How to Dehydrate Potatoes Step by Step:
Wash your potatoes. A lot of people think that if you’re going to peel the potatoes then you don’t need to wash them. However, if you don’t wash your potatoes dirt and germs can transfer from the peeler to the peeled potatoes.
Peel your potatoes.
Cut the potatoes into quarters.
They should look similar to this.
Boil your potatoes for about 5-8 minutes depending on how many potatoes you have and the size of your pot. The more potatoes the longer you should cook them. You want them “al dente”. That’s just soft enough for a fork or a skewer to go through. Let the potatoes cool in the fridge. I usually leave mine overnight.
Use your food processor to cut the potatoes into shreds. You use the same blade you would use to shred cheese. This will made the potatoes looked like uncooked hash-browns. At this point you can cut the potatoes with a food slicer or mandoline into slices if you like. They would be good dehydrated this way for potatoes au gratin. Since this is not a dish I feed my family often I usually choose to use fresh potatoes when making it. You can fit a lot more shredded potatoes in the dehydrator than you can sliced potatoes and shredded potatoes can be used for hash-browns, soups, casseroles, stews and much more.

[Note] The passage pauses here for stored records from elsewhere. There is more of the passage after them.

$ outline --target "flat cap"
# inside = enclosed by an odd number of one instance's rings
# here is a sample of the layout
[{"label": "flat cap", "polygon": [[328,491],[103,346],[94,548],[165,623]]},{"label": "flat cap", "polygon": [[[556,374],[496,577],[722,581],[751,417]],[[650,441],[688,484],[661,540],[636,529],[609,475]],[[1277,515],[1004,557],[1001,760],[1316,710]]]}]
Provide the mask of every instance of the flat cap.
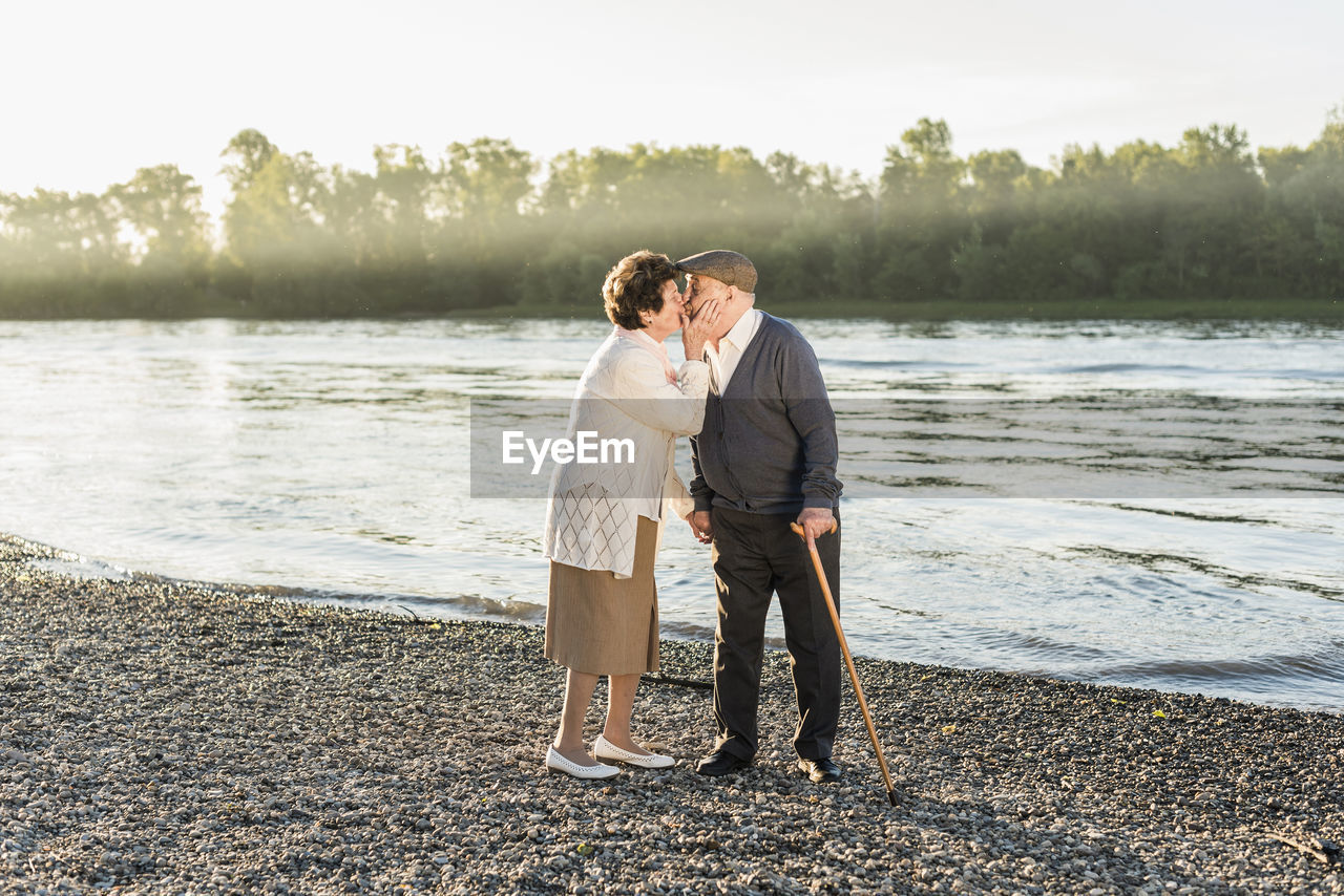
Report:
[{"label": "flat cap", "polygon": [[683,273],[712,277],[728,286],[737,286],[743,293],[755,292],[755,265],[742,253],[711,249],[707,253],[683,258],[676,266]]}]

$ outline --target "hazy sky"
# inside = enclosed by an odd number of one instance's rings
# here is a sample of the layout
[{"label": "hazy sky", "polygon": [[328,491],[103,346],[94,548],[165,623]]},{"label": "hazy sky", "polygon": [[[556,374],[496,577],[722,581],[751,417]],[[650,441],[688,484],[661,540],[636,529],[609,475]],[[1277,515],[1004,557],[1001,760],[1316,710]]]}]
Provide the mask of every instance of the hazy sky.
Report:
[{"label": "hazy sky", "polygon": [[1235,124],[1308,144],[1344,103],[1344,3],[485,0],[7,3],[0,191],[101,192],[176,163],[224,199],[257,128],[368,169],[509,137],[534,156],[632,142],[784,149],[872,176],[919,117],[954,150],[1171,145]]}]

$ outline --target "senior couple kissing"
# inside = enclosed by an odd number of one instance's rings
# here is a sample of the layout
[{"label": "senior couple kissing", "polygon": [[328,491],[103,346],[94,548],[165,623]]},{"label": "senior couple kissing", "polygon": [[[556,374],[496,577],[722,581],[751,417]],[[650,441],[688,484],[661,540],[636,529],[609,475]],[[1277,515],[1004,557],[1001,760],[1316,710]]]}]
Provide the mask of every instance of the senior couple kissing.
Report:
[{"label": "senior couple kissing", "polygon": [[[640,676],[659,668],[653,562],[660,527],[676,513],[710,545],[718,594],[718,736],[696,772],[727,775],[755,756],[765,621],[778,595],[798,704],[797,764],[816,783],[840,780],[832,759],[840,646],[808,551],[790,531],[798,524],[816,539],[839,600],[835,414],[812,347],[758,309],[755,292],[755,266],[728,250],[679,262],[641,250],[602,285],[613,330],[579,377],[570,429],[632,439],[636,462],[617,474],[562,465],[551,481],[544,653],[569,669],[546,755],[551,771],[603,779],[622,766],[676,763],[630,729]],[[677,330],[680,369],[664,345]],[[689,489],[673,466],[680,435],[691,438]],[[601,676],[606,720],[589,752],[583,717]]]}]

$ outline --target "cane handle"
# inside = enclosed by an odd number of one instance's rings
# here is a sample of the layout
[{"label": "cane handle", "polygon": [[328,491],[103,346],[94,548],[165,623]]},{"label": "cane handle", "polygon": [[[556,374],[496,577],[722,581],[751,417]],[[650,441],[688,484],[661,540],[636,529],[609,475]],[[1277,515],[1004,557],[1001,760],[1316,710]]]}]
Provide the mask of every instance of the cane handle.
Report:
[{"label": "cane handle", "polygon": [[[797,535],[800,539],[808,537],[806,533],[802,531],[802,527],[798,525],[797,523],[790,523],[789,528],[793,529],[794,535]],[[840,524],[836,523],[835,520],[831,520],[831,532],[829,532],[829,535],[835,535],[835,531],[839,529],[839,528],[840,528]],[[827,535],[827,533],[823,532],[823,535]]]}]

Here’s a shot of the potatoes still in the food processor.
You can see how they’re cut better in this photo.
Load up your trays. Here I have my non-stick dehydrator sheets on my trays. These sheets come in handy for small pieces that might fall through the trays. You can find them here on Amazon. I especially like to use them with potatoes since they are non-stick. It keeps the starch from getting onto the plastic mesh part of the trays, much easier to clean!
Load up your dehydrator. Here you can see I’m using my Excalibur.

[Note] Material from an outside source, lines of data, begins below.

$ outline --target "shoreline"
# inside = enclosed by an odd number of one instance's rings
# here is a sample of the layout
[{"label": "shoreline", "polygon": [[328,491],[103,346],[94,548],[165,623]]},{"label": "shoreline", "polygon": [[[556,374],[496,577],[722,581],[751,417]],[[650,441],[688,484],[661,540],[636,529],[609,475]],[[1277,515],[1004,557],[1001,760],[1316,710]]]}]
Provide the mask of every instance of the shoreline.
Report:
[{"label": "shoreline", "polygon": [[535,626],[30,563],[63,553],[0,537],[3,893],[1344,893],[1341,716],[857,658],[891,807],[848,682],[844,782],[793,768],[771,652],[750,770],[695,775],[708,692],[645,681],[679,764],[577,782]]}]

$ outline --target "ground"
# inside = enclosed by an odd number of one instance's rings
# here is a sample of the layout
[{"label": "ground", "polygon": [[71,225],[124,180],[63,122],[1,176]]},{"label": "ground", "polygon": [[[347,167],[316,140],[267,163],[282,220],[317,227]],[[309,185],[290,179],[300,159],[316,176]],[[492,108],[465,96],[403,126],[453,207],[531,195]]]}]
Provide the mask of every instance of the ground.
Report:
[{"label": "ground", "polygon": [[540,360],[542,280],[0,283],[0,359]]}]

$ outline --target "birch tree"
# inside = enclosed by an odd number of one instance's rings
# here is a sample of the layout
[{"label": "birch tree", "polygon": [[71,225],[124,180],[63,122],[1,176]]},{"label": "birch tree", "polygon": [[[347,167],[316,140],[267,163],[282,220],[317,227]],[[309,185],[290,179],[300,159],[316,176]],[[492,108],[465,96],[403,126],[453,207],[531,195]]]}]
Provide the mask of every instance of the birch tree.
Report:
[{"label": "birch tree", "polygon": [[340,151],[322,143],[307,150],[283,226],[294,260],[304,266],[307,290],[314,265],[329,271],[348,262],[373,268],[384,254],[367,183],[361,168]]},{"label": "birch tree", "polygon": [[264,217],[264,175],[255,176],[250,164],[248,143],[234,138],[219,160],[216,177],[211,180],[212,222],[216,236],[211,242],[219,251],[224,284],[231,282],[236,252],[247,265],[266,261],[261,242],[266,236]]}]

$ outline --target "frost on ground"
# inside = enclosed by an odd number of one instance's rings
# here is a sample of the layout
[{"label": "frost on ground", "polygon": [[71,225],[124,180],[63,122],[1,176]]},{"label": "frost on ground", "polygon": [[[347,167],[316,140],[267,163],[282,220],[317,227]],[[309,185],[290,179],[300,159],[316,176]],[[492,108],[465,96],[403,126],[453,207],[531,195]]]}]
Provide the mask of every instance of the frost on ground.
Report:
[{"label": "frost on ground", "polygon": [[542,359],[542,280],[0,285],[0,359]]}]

Set the temperature and you’re ready to let them dehydrate overnight.
Here is a close-up of what the potatoes look like dehydrated.

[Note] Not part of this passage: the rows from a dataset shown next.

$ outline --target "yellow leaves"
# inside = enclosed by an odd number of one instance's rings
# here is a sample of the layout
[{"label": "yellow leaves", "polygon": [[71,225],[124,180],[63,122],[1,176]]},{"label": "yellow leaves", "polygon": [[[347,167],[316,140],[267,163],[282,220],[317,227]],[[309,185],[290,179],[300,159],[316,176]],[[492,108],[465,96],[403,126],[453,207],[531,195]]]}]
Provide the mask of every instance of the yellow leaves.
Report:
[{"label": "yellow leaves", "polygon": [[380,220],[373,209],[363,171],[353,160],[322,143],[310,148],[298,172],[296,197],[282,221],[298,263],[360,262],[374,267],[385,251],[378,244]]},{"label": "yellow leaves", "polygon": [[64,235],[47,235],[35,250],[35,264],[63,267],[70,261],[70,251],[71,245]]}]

OK, so you might have guessed the secret to getting the onion smell out of your dehydrator after you’ve dehydrated a load of onions. That’s right! Just dehydrate a load of potatoes. The first time I dehydrated onions I was really worried because I washed all the trays, sprayed them with vinegar and even tried to air out the dehydrator for a bit. It still smelled like onions. I’m sure the smell would dissipate over time, but I use my dehydrator weekly if not daily. Drying fruit in a dehydrator that reeked of onions was something I didn’t wanted to try. Fruit is just too expensive for an experiment like that. I discovered that if I just plan to dehydrate potatoes right after onions the smell is completely gone! It’s like magic. I’m not worried at all if my potatoes pick up a hint of onions (they never have but if they did I’m fine with that). I’d much rather have a hint of onion in my potatoes than my fruit! There you have it! I told you it was worth waiting for!